Poverty is one such component of the current narrative of wealth – it is a sacred cow in our culture, something we are encouraged to understand as just a natural part of the system, something we can help through charity. One afternoon, after spending several years in various work groups discussing food banks, my awareness of this issue expanded with a simple question: Why do we need food banks? When we have grocery stores that have food, and the transportation to supply them with food, what keeps people from shopping there, rather than food banks? I had been listening to the financial and logistical challenges of new freezers and trucks to transport fresh produce. I heard how some food banks were starting to use shopping carts so people could select their own food, just like a real grocery store, rather than being handed a standard bag of staples. I saw a massive undertaking to create an identical system to grocery stores, except providing free food, supported by charity. I asked the question, why do we need food banks, not out of naiveté but because it seemed somewhere in our history of ensuring all people in our community had food, we’d gotten off track. There was enough food, and there were efficient systems in place to deliver and store that food. What was the real problem? How could we reflect on the history of food banks and food stamps in order to think differently about what was needed today? And further, how was my involvement in creating opportunities for charity supporting the system I was attempting to fix?
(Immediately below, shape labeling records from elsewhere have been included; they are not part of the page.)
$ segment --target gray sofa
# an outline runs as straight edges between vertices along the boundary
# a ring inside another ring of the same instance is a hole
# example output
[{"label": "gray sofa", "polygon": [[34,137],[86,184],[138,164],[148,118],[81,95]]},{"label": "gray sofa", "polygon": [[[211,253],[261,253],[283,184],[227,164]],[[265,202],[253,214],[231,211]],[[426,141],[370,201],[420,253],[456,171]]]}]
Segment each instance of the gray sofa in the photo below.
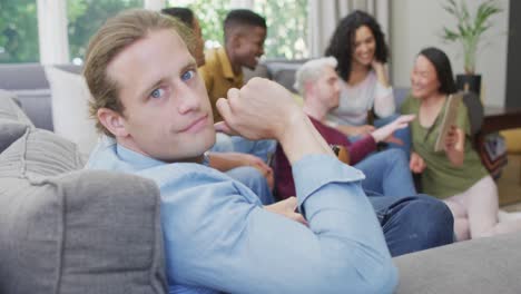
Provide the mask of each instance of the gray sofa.
[{"label": "gray sofa", "polygon": [[[253,75],[296,68],[277,62]],[[41,66],[0,65],[0,293],[166,293],[154,183],[81,170],[75,145],[47,131]],[[521,293],[520,247],[511,234],[397,257],[396,293]]]}]

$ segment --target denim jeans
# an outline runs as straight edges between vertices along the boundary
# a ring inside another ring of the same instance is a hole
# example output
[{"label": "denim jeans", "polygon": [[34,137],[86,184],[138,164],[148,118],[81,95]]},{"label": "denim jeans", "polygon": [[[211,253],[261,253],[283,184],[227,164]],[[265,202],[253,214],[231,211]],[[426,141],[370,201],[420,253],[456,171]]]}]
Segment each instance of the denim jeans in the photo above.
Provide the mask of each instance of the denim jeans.
[{"label": "denim jeans", "polygon": [[374,153],[354,165],[365,174],[362,187],[366,194],[385,196],[416,195],[409,158],[401,149],[390,148]]},{"label": "denim jeans", "polygon": [[276,140],[249,140],[240,136],[228,136],[217,133],[216,143],[210,151],[214,153],[244,153],[255,155],[265,163],[275,153]]},{"label": "denim jeans", "polygon": [[275,203],[266,178],[256,168],[250,166],[242,166],[233,168],[225,174],[233,179],[243,183],[246,187],[252,189],[258,196],[263,205]]},{"label": "denim jeans", "polygon": [[[383,126],[387,125],[389,122],[394,121],[399,117],[400,117],[399,114],[394,114],[394,115],[389,116],[386,118],[375,119],[374,120],[374,127],[375,128],[383,127]],[[390,148],[402,149],[405,153],[405,155],[407,156],[407,161],[409,161],[409,157],[411,155],[411,141],[412,141],[411,140],[411,129],[409,127],[403,128],[403,129],[399,129],[399,130],[394,131],[394,137],[401,139],[403,141],[403,145],[399,145],[399,144],[395,144],[395,143],[387,143],[387,146]]]},{"label": "denim jeans", "polygon": [[454,218],[441,200],[426,196],[370,196],[392,256],[454,241]]}]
This short video from The Rules provides an overview of how poverty is built into our accepted systems of money and power, and encourages us to ask big questions when trying to create positive social change. Poverty is not a problem to be solved, but a symptom of a systemic issue. Philanthropists interested in shifting power and creating a new global narrative of wealth can start by asking the real questions, the kind that go beyond traditional methods of inquiry. It takes courage to sit with these questions – to wonder how our participation in the system continues to shape it and support it. Ask yourself, How is Poverty Created? Why is Growth the Only Answer? Who’s Developing Who? and you might find that you begin to ask bigger, better questions about everything else too.